Nitrification and denitrification in the rhizosphere of rice: the detection of processes by a new multi-channel electrode

Abstract

 N turnover in flooded rice soils is characterized by a tight coupling between nitrification and denitrification. Nitrification is restricted to the millimetre-thin oxic surface layer while denitrification occurs in the adjacent anoxic soil. However, in planted rice soil O₂ released from the rice roots may also support nitrification within the otherwise anoxic bulk soil. To locate root-associated nitrification and denitrification we constructed a new multi-channel microelectrode that measures NH₄ ⁺, NO₂ ^–, and NO₃ ^– at the same point. Unfertilized, unplanted rice microcosms developed an oxic-anoxic interface with nitrification taking place above and denitrification below ca. 1 mm depth. In unfertilized microcosms with rice plants, NH₄ ⁺, NO₂ ^– and NO₃ ^– could not be detected in the rhizosphere.
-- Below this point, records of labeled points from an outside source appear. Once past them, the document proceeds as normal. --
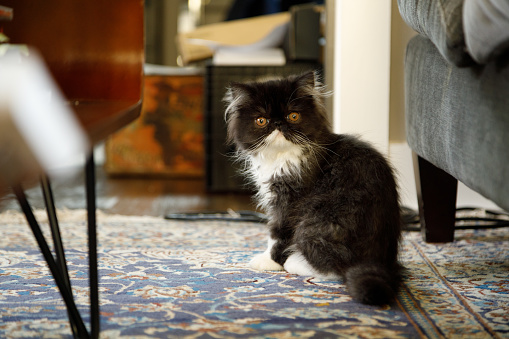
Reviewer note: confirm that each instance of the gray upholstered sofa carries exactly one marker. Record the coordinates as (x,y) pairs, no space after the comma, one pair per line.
(457,104)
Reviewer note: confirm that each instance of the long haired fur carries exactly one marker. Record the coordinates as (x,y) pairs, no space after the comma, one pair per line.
(332,199)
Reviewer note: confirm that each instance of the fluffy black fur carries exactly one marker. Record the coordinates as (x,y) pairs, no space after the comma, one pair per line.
(338,205)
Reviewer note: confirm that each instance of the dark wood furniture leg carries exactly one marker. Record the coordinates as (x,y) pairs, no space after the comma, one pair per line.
(436,194)
(92,246)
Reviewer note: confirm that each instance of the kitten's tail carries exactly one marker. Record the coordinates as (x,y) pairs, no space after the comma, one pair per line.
(373,284)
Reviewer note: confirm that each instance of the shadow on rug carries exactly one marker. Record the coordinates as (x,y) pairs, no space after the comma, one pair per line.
(161,278)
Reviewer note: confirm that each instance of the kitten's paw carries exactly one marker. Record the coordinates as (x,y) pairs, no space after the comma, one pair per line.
(263,262)
(297,264)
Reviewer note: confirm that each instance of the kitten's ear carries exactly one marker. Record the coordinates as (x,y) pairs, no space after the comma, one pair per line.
(307,79)
(234,91)
(235,95)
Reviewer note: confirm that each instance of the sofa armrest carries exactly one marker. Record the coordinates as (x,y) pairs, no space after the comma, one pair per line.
(441,22)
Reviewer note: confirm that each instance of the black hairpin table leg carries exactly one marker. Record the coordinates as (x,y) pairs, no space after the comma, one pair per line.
(57,239)
(75,319)
(58,266)
(92,246)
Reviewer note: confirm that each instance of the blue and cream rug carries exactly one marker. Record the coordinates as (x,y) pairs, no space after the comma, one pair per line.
(174,279)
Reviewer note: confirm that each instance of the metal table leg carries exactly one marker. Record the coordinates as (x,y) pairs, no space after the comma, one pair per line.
(58,266)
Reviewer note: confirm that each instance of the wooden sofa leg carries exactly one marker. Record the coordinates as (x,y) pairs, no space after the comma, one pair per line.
(436,194)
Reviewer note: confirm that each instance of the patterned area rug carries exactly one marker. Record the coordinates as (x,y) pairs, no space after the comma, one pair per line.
(165,279)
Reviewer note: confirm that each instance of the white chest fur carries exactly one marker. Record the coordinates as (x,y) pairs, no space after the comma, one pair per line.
(277,157)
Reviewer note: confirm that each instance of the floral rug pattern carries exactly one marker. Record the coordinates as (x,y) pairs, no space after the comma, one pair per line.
(175,279)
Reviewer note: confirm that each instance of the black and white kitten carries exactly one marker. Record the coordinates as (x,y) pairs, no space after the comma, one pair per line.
(331,199)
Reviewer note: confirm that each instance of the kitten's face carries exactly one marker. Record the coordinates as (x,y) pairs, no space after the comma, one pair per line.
(288,108)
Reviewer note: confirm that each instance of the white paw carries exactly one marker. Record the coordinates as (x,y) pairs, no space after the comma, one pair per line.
(263,262)
(297,264)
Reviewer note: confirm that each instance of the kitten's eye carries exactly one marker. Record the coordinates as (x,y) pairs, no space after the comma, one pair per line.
(261,122)
(293,117)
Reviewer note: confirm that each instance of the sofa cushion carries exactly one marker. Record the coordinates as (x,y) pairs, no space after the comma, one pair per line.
(486,26)
(458,118)
(441,22)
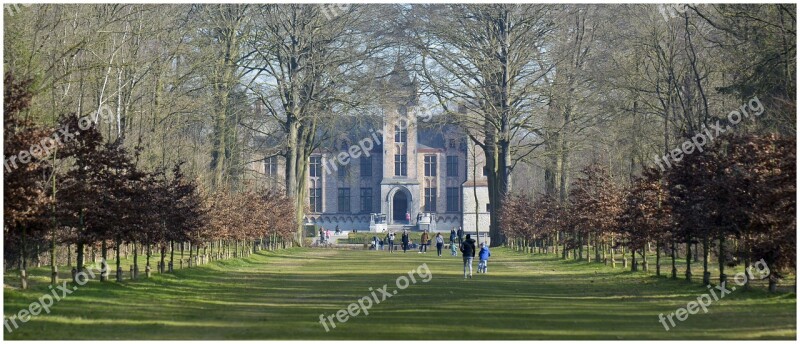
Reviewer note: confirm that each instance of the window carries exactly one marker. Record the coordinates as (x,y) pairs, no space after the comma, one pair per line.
(452,166)
(400,165)
(344,200)
(315,167)
(452,199)
(366,166)
(366,200)
(430,166)
(399,134)
(430,199)
(315,200)
(271,166)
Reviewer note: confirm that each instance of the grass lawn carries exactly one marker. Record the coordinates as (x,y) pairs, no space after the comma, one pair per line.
(280,295)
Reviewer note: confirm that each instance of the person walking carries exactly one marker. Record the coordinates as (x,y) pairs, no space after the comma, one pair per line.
(483,256)
(423,242)
(391,242)
(468,253)
(439,243)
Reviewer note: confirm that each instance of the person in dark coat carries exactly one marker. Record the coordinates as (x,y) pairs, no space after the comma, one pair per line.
(423,242)
(468,253)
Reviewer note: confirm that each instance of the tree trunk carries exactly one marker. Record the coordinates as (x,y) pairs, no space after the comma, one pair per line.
(688,260)
(722,276)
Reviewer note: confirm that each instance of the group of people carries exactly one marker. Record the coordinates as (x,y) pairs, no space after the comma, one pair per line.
(466,246)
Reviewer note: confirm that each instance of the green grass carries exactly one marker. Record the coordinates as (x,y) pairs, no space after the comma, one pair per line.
(280,295)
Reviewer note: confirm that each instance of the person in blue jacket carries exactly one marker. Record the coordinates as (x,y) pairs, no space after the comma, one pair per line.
(483,255)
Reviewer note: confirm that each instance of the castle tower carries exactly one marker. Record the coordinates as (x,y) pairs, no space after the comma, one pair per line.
(400,185)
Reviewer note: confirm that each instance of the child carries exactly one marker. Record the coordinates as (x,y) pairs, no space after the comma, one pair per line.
(483,255)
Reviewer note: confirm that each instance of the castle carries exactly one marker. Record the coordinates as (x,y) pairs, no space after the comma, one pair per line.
(409,173)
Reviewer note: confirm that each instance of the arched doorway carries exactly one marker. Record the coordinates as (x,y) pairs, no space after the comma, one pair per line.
(399,207)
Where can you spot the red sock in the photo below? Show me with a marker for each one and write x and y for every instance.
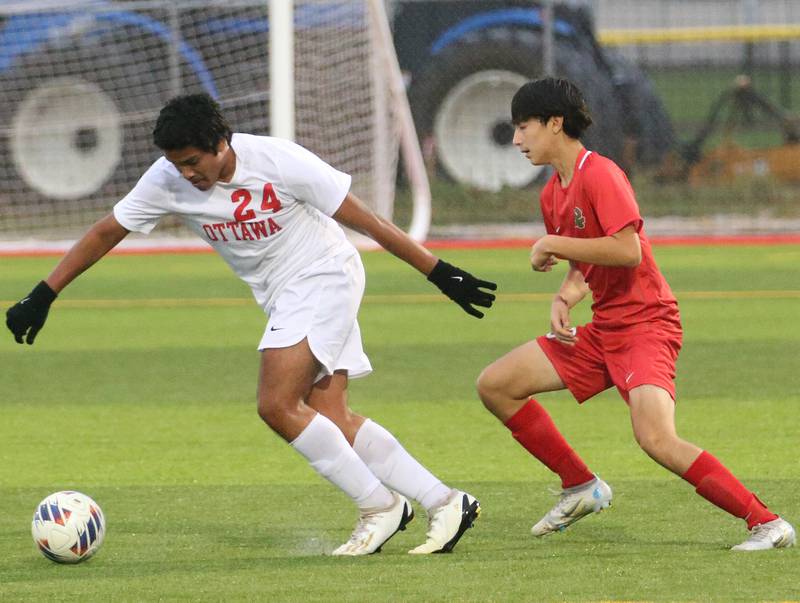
(532, 427)
(719, 486)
Assimilation by the rice roots reduced the available N to a level where nitrification and denitrification virtually could not occur. However, a few hours after injecting (NH₄)₂HPO₄ or urea, a high nitrification activity could be detected in the surface layer of planted microcosms and in a depth of 20–30 mm in the rooted soil. O₂ concentrations of up to 150 μM were measured at the same depth, indicating O₂ release from the rice roots. Nitrification occurred at a distance of 0–2 mm from the surface around individual roots, and denitrification occurred at a distance of 1.5–5.0 mm. Addition of urea to the floodwater of planted rice microcosms stimulated nitrification. Transpiration of the rice plants caused percolation of water resulting in a mass flow of NH₄ ⁺ towards the roots, thus supporting nitrification.